Russian authorities are considering including Naftogaz on Russia’s list of sanctioned entities in retaliation for Naftogaz’ taking Gazprom to court over non-payments for transit services. This would preclude Gazprom from undertaking any financial transactions with Naftogaz. Gas supply transit through Ukraine would likely stop without payment for transit fees. Gazprom said the Ukrainian firm refused to fulfill its transit obligations at the Ukraine-Russia Sokhranovka border point.
The EU would likely receive Russian pipeline gas only through the 15.75 bn m3 TurkStream pipeline that connects Russia to the EU via Turkey if Russia decides to sanction Naftogaz. Russia is unlikely to use other routes to supply the EU to compensate for lost transit volumes via Ukraine if it stopped using the Ukraine route because such routes have not been used for some time for the reasons explained below.
Earlier this week, no less than three leaks were detected on Russia’s largest supply route to the EU, the Nord Stream 1 and Nord Stream 2 pipelines. The cause of the leaks is still unclear but flows via these pipes are now very unlikely especially this winter.
Russia stopped using the supply route crossing Belarus and Poland since May and has long had disagreements with Poland regarding the use of this route, making a resumption of flows via this route unlikely.
Flows have also stopped earlier this year via the smaller pipelines connecting Russia to the Baltics, which have aimed to end their reliance on Russian gas long before the whole EU started.

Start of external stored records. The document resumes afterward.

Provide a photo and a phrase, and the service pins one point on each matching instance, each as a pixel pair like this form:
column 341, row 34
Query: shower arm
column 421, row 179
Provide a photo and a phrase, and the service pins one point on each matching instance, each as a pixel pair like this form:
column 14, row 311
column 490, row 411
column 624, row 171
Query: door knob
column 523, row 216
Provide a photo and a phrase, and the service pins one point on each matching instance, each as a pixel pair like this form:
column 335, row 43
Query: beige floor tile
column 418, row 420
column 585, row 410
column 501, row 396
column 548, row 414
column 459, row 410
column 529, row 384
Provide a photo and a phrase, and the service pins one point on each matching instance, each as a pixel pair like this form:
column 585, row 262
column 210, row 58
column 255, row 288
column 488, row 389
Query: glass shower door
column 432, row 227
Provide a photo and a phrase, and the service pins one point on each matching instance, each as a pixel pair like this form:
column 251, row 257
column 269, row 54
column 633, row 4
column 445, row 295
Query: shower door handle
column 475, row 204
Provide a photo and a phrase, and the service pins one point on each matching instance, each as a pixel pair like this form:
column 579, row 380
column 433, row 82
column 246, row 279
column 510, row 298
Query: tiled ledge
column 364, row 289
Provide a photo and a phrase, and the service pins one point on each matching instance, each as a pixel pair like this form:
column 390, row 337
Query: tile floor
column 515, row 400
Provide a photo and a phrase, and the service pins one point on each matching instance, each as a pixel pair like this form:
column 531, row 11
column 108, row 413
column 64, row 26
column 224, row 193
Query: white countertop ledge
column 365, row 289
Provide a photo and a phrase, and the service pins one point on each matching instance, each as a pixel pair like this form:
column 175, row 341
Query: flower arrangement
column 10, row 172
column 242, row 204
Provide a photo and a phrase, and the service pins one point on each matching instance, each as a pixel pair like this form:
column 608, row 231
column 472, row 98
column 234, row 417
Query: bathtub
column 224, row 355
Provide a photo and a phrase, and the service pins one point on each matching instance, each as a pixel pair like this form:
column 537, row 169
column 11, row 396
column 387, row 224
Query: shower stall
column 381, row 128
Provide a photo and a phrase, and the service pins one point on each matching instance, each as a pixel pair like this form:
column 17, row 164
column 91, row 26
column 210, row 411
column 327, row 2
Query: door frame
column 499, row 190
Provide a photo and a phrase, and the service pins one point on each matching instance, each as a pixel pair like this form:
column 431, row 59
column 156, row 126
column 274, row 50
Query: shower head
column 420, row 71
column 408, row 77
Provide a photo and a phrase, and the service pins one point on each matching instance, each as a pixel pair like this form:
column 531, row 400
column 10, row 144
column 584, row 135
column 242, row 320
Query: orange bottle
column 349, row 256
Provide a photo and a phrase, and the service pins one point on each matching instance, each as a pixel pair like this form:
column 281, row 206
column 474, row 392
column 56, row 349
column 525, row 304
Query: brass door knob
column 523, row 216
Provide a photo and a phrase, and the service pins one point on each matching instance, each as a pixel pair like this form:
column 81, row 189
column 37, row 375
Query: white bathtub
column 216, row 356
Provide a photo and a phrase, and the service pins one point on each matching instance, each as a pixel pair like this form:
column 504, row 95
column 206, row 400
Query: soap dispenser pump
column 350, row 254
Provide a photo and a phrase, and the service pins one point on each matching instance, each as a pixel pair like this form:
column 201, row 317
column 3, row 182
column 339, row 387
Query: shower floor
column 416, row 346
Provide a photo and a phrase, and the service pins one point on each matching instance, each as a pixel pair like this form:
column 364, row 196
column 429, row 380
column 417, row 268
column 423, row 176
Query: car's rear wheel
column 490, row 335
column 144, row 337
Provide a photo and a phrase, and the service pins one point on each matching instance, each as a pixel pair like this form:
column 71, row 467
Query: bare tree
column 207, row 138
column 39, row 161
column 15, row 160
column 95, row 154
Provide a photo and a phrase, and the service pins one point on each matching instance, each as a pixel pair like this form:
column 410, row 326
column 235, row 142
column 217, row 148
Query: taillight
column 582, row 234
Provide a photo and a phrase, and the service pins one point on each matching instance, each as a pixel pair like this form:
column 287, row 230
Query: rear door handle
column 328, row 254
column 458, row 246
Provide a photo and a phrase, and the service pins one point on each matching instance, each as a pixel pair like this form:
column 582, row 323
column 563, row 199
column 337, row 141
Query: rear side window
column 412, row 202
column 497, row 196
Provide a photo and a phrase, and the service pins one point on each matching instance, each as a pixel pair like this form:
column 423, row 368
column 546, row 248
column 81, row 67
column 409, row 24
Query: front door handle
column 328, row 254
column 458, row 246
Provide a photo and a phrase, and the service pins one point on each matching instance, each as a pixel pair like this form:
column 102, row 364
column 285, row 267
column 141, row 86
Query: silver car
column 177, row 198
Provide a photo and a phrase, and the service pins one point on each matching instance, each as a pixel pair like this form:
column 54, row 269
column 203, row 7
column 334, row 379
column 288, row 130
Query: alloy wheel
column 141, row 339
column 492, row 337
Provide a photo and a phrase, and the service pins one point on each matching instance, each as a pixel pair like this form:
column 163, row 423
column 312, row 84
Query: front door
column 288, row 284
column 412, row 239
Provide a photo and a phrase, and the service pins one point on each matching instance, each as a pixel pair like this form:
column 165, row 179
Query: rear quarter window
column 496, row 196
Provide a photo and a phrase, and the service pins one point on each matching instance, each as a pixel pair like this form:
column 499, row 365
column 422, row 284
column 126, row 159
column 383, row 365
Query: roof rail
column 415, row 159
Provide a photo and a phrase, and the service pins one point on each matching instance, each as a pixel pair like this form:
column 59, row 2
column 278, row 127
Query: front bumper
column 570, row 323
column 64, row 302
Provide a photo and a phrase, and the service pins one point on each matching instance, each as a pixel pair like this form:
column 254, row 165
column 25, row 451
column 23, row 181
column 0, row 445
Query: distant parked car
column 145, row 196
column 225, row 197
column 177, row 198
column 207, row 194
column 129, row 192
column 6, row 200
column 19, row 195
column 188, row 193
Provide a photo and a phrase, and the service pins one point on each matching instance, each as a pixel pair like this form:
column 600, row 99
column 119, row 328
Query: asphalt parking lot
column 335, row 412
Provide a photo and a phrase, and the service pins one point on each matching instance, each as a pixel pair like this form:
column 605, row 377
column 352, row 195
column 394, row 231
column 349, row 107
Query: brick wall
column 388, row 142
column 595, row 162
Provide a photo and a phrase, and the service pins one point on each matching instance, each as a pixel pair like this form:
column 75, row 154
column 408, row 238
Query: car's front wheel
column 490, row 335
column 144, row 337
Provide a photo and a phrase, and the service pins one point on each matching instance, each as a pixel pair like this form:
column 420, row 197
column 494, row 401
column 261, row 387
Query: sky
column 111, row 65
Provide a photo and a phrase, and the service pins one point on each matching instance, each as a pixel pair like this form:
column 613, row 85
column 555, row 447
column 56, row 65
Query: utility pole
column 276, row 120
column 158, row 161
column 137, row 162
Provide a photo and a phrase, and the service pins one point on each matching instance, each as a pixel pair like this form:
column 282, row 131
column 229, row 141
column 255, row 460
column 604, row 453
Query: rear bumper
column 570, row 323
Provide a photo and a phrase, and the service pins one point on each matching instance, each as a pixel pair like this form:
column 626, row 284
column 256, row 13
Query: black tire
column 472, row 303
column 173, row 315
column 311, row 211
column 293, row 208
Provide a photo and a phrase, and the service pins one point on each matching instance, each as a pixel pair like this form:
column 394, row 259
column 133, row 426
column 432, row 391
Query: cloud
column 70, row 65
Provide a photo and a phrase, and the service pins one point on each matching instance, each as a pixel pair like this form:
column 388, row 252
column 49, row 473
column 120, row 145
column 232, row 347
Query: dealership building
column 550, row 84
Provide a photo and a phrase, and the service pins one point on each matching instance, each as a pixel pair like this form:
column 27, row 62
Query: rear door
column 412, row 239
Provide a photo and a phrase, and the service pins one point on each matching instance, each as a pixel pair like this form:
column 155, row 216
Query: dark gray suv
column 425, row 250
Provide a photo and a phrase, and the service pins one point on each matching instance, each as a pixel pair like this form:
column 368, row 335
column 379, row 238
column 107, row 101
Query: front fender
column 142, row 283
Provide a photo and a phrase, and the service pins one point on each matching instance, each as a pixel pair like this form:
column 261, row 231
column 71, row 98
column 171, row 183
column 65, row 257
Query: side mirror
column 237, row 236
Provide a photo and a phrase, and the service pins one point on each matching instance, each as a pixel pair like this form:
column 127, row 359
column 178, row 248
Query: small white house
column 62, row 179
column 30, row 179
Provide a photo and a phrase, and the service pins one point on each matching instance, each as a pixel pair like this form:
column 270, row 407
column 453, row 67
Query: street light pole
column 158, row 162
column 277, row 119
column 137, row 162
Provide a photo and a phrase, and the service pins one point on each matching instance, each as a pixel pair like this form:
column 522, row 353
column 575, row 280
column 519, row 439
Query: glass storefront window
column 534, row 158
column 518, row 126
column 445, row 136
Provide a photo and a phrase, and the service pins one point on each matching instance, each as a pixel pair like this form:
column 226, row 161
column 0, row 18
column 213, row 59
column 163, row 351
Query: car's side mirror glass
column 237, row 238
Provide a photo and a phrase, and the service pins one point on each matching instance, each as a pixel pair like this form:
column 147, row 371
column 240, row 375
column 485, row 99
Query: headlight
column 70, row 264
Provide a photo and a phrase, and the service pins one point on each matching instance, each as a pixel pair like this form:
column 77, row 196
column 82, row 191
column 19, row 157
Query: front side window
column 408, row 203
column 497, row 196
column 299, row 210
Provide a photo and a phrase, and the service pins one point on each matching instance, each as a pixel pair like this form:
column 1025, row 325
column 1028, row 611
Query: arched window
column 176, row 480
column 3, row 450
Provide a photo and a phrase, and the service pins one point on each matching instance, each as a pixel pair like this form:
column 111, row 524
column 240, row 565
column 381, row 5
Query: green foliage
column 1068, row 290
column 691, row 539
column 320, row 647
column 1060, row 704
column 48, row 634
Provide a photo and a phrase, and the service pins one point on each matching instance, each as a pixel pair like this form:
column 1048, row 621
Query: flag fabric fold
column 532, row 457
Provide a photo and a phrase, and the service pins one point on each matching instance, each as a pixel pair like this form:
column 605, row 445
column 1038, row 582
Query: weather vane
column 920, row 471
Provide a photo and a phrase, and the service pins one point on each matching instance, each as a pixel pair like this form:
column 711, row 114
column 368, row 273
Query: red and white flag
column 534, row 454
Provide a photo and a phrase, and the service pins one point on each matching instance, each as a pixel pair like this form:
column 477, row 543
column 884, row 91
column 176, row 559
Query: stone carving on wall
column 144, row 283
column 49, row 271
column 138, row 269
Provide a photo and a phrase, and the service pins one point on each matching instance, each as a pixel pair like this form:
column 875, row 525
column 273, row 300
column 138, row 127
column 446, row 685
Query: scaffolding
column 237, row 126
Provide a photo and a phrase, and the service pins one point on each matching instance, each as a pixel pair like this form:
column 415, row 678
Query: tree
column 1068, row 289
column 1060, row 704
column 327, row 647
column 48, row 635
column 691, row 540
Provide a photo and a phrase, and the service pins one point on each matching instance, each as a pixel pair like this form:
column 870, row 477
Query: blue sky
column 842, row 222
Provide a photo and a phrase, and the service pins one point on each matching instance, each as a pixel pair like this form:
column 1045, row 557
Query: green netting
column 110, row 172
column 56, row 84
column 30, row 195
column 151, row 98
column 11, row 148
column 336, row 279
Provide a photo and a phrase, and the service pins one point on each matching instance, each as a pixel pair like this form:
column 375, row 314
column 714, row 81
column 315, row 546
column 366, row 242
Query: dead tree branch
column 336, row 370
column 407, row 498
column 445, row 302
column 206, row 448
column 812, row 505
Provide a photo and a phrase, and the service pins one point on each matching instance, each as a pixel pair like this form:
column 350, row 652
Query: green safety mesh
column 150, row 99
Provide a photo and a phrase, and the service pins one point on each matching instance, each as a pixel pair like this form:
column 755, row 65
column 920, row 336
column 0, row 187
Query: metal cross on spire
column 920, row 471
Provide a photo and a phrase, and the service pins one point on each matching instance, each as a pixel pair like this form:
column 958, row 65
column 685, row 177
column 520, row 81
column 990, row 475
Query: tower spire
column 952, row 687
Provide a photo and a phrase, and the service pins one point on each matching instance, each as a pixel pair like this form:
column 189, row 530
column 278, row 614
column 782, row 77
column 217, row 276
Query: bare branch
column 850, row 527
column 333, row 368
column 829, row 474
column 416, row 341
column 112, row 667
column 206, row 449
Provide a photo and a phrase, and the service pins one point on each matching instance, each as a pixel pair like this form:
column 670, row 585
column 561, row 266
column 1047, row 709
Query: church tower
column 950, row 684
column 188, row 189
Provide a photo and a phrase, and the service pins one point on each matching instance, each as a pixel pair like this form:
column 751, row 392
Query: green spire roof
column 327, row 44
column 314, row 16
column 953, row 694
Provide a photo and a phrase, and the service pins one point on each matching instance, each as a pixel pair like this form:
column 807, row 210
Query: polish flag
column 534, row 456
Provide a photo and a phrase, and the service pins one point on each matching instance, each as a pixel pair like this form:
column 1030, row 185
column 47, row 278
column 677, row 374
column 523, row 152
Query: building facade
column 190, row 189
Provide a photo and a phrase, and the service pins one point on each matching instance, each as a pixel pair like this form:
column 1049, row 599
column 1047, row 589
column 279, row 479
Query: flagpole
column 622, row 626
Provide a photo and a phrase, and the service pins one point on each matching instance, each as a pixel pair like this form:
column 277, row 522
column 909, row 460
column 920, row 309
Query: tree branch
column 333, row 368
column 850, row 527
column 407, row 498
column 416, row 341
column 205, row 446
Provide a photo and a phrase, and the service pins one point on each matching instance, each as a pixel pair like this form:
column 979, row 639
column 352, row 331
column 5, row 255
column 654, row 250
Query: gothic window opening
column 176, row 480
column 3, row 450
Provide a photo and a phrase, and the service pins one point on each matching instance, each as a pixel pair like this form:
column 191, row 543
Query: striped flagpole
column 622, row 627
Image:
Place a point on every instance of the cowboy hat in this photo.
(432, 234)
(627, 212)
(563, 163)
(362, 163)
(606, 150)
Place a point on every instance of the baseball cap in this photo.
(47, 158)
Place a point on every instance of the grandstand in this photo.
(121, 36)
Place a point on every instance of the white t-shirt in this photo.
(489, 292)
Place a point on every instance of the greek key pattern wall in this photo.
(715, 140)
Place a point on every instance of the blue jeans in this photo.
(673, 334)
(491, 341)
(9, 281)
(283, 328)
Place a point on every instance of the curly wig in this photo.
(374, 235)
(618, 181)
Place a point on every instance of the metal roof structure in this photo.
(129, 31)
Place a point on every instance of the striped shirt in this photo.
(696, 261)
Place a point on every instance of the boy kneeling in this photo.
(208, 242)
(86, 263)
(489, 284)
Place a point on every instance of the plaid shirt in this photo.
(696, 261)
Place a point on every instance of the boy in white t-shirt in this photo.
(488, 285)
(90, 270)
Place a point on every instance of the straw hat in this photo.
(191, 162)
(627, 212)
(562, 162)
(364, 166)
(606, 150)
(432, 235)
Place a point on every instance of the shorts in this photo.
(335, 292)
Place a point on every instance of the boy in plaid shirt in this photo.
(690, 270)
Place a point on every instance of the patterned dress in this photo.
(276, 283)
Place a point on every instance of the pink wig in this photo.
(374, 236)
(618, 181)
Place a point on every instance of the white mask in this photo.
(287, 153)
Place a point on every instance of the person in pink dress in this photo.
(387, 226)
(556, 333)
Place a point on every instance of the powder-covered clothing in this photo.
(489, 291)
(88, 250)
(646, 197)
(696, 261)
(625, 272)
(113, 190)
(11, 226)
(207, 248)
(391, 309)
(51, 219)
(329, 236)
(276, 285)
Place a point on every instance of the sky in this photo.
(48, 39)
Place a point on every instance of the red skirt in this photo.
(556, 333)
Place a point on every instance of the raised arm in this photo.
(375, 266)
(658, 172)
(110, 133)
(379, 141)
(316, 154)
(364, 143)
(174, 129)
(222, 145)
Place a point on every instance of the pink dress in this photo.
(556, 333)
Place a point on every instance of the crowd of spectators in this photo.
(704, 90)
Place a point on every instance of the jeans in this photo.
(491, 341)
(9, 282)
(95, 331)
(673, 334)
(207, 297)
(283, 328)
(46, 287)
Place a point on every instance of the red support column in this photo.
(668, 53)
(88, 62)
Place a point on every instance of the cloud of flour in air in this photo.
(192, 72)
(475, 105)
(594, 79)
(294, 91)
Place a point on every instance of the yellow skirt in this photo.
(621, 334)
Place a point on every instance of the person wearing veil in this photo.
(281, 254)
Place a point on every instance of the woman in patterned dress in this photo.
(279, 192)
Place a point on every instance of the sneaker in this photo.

Russia cut flows to Finland since May due to Finland not paying for gas using the new procedure Russia imposed earlier this year.
The EU is already facing a severe energy crunch because of Russian supply curtailments and its decision to end its dependency on Russia, which used to be its main gas supplier.
Flows through Sokhranovka in Ukraine stopped since May, according to the European Network of Transmission System Operators of Gas (ENTSOG). Russia now sends gas through Ukraine only via the Sudzha point.
Russia has sent around 16.2 bn m3 to the EU via Ukraine so far this year, compared to 32.7 bn m3 for the same period last year, ENTSOG shows. It sent approximately 41.2 bn m3 via Ukraine between Sep 28 – Dec. 31, last year, although the capacity of the Ukrainian transit system allows for higher volumes.
Further cuts in Russian piped supplies to the EU would likely impact the refilling of EU underground gas stocks. EU legislation mandates that gas stocks be refilled to at least 80% of their capacity by Nov. 1, and preferably to 85%. They were almost 88% full on Sep. 26, according to Gas Infrastructure Europe.
The bloc remains exposed to reductions in Russian piped supplies particularly this coming winter even though it is looking to ramp up its LNG import capacity to compensate for lost Russian piped gas volumes. But, the expectation in the market is that LNG imports may not be enough to see the EU safely through the coming winter.
The prospect of further Russian supply cuts pushed the ICE Dutch TTF gas futures front-month price to an intraday high of €211.2/MWh today before dropping to €194/MWh at 12:22 London time. It had closed at €186.1/MWh on Sep. 27, up from €173.8/MWh a day earlier.